All of these efforts can feel like an uphill battle, especially when you’re trying to scale them across an organization. We want to minimize the time we spend receiving and processing the same information, so we can start making critical decisions as efficiently as possible.

At Google, detection and response teams subscribe to a service-level objective (SLO) to detect and respond to threats promptly. We do this to minimize dwell time (the time an attacker is active on a network before being detected) as much as possible. While the industry average dwell time is weeks, we’ve driven dwell time down to hours.

So, how do we deliver on this rapid-response objective while also scaling out our detection and response capabilities across our vast environment? Below, we’ll share some key ingredients that have helped us create a recipe for threat detection success.

1. Automate (almost) everything

When we’re asked to investigate whether an indicator of compromise (IoC) exists, we have to check everywhere, and we mean everywhere. Every corporate workstation, operating system, production server, virtual machine, and every resource underlying our products and services — it’s the definition of toil. With so many types of IoCs against that level of scale, there’s no such thing as manual.

Our motto is less gathering, more direct analysis. We believe people are uniquely good at understanding nuance, making judgments, and navigating ambiguous information. We want to augment building context as much as possible to give our team more time to make the right decisions.

Instead of a human performing all the same steps for event analysis or investigation over and over again, we use machines to automate most of it. Ideally, we try to retrieve the majority of our machine telemetry, user information, and process executions automatically.

Roughly 97% of our events are generated through automated “hunts,” and then presented to a human along with a risk score and details about where to investigate. This allows us to triage events in a much shorter amount of time because they are starting out with all the contextual information they need to make a decision. The automation also discards false avenues of investigation and gives humans a direction to follow, which can help determine whether this is a true positive.

Another real win from automation has been our ability to drive down the cost of investigating events. We can automatically replicate pieces of logic, gather information, and present it to our team, which allows us to work faster and accelerate our time-to-resolution. We’ve been able to drastically reduce the cost per ticket for handling individual events while simultaneously increasing the number of events we can process.

Naturally, generative AI is in wide use for automation as well. For example, large language model-generated drafts reduced the time that engineers spent writing executive summaries by 53%, while delivering at least on-par content quality in terms of factual accuracy and adherence to writing best practices.

Cloud environments can offer a tremendous advantage here because you can automatically inventory everything, retain asset creation history for long periods of time, and programmatically query your infrastructure.

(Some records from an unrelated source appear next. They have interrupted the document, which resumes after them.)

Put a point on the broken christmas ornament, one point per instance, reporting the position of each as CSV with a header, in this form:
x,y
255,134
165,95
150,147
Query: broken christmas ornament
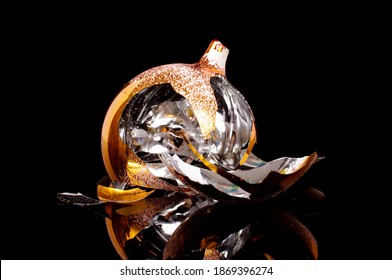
x,y
182,181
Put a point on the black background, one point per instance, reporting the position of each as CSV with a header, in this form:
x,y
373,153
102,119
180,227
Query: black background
x,y
307,76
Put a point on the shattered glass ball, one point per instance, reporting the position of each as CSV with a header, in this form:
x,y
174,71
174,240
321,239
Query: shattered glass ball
x,y
182,181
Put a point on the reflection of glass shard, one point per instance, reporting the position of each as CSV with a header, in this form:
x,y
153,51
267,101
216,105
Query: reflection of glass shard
x,y
183,182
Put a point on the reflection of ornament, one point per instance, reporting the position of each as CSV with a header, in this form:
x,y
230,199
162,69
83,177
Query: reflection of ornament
x,y
177,145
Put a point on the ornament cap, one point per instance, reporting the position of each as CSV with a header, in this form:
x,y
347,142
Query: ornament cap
x,y
215,57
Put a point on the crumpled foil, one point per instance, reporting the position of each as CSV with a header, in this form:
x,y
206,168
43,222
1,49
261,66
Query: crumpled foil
x,y
182,180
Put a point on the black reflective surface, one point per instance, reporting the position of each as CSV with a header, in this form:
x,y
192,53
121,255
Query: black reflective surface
x,y
295,90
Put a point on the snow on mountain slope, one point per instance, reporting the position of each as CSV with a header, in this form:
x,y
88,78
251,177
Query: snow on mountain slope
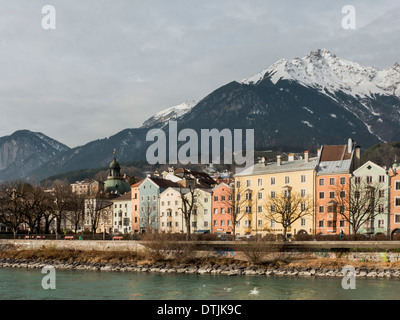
x,y
328,73
175,112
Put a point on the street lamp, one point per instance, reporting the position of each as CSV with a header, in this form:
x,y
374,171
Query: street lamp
x,y
257,211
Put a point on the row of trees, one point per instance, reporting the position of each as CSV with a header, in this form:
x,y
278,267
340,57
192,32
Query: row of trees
x,y
357,206
37,210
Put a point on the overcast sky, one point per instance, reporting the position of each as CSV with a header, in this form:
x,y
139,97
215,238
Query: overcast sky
x,y
110,65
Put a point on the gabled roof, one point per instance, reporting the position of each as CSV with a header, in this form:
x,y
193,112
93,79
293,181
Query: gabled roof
x,y
221,185
286,166
335,153
137,184
335,159
126,197
164,183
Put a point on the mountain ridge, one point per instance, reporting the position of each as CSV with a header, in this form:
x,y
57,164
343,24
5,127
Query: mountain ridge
x,y
295,105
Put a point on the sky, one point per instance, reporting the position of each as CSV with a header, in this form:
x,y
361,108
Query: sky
x,y
110,65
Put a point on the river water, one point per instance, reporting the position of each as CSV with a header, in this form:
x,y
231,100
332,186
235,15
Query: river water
x,y
26,284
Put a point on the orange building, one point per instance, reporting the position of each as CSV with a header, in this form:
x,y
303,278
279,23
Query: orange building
x,y
135,207
335,165
221,216
394,222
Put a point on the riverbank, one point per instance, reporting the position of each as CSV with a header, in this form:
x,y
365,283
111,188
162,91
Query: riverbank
x,y
143,262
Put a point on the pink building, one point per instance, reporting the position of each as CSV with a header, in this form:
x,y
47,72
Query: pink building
x,y
135,207
221,215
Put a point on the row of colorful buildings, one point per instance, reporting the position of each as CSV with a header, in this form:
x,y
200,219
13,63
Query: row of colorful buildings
x,y
241,205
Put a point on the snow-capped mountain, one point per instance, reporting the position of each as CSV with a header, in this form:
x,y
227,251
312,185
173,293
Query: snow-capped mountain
x,y
161,118
329,74
293,105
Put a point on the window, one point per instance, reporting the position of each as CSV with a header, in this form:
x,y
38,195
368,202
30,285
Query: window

Also at the same time, there are cases that require us to populate our own log sources or hunt down additional information to investigate an event. We always leave room for manual human expertise, but the overall goal is to ensure we’re adding value and building towards something larger — not wasting our energy and efforts on repetitive tasks.

2. Collaborate for more powerful detections

A crucial yet often overlooked truth is that no detection and response team can be effective in isolation. Successful threat detection requires close, continuous collaboration with different departments, teams, and stakeholders.

At Google, all of our threat hunts, whether manual or automated, begin with threat modeling. It’s impossible to create a good detection without truly understanding exactly what you are chasing, so we always start by speaking with the people in charge of a project to create an accurate model of how the system works and gain a clear picture of the detections they want to build.

Once we understand what types of threats we want to detect, we review the existing logs to determine if we have all the telemetry data to support our efforts. If anything is missing, we’ll work with the team to issue additional logs. In our experience, it’s rare to get through an incident postmortem without discovering that you’re missing information that could shed more light on an attacker’s actions. The process to improve your logs, surface the right information to investigate, and respond to attacks effectively is constant and collaborative.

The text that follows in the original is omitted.